We start with some data on chronic kidney disease.

Download the data to your computer via this link: ckd_clean.csv.

This is a data table with one row per patient and one column per test on that patient. Many of columns are values from blood tests. Most of the patients have chronic kidney disease.

To make things a bit easier this dataset is a version from which we have already dropped all missing values. See the dataset page linked above for more detail.

# Run this cell
ckd = pd.read_csv('ckd_clean.csv')
ckd.head()
Age Blood Pressure Specific Gravity Albumin Sugar Red Blood Cells Pus Cell Pus Cell clumps Bacteria Blood Glucose Random ... Packed Cell Volume White Blood Cell Count Red Blood Cell Count Hypertension Diabetes Mellitus Coronary Artery Disease Appetite Pedal Edema Anemia Class
0 48.0 70.0 1.005 4.0 0.0 normal abnormal present notpresent 117.0 ... 32.0 6700.0 3.9 yes no no poor yes yes 1
1 53.0 90.0 1.020 2.0 0.0 abnormal abnormal present notpresent 70.0 ... 29.0 12100.0 3.7 yes yes no poor no yes 1
2 63.0 70.0 1.010 3.0 0.0 abnormal abnormal present notpresent 380.0 ... 32.0 4500.0 3.8 yes yes no poor yes no 1
3 68.0 80.0 1.010 3.0 2.0 normal abnormal present present 157.0 ... 16.0 11000.0 2.6 yes yes yes poor yes no 1
4 61.0 80.0 1.015 2.0 0.0 abnormal abnormal notpresent notpresent 173.0 ... 24.0 9200.0 3.2 yes yes yes poor yes yes 1

5 rows × 25 columns

We are interested in two columns from this data frame, “Packed Cell Volume” and “Hemoglobin”.
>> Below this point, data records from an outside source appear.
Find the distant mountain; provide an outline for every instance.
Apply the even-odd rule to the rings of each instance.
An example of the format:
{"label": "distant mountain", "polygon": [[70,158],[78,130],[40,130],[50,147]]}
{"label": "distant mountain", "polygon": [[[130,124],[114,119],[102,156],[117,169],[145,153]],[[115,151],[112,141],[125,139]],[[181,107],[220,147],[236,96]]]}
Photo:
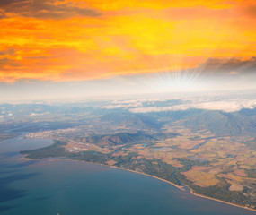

Packed Cell Volume (PCV) is a measurement of the percentage of blood volume taken up by red blood cells. It is a measurement of anemia, and anemia is a common consequence of chronic kidney disease.

# Get the packed cell volume values as a Series.
pcv_series = ckd['Packed Cell Volume']
# Show the distribution.
pcv_series.hist()
<AxesSubplot:>
../_images/mean_and_slopes_5_1.png

“Hemoglobin” (HGB) is the concentration of the hemoglobin molecule in blood, in grams per deciliter. Hemoglobin is the iron-containing protein in red blood cells that carries oxygen to the tissues.

# Get the hemoglobin concentration values as a Series.
hgb_series = ckd['Hemoglobin']
# Show the distribution.
hgb_series.hist()
<AxesSubplot:>
../_images/mean_and_slopes_7_1.png

We convert these Series into arrays, to make them simpler to work with. We do this with the Numpy array function, that makes arrays from many other types of object.

pcv = np.array(pcv_series)
hgb = np.array(hgb_series)

Looking for straight lines

The Wikipedia page for PCV says (at the time of writing):

An estimated hematocrit as a percentage may be derived by tripling the hemoglobin concentration in g/dL and dropping the units. source.

This rule-of-thumb suggests that the values for PCV will be roughly three times the values for HGB.

Therefore, if we plot the HGB values on the x-axis of a plot, and the PCV values on the y-axis, we should see something that is roughly compatible with a straight line going through 0, 0, and with a slope of about 3.

Here is the plot. This time, for fun, we add a label to the X and Y axes with xlabel and ylabel.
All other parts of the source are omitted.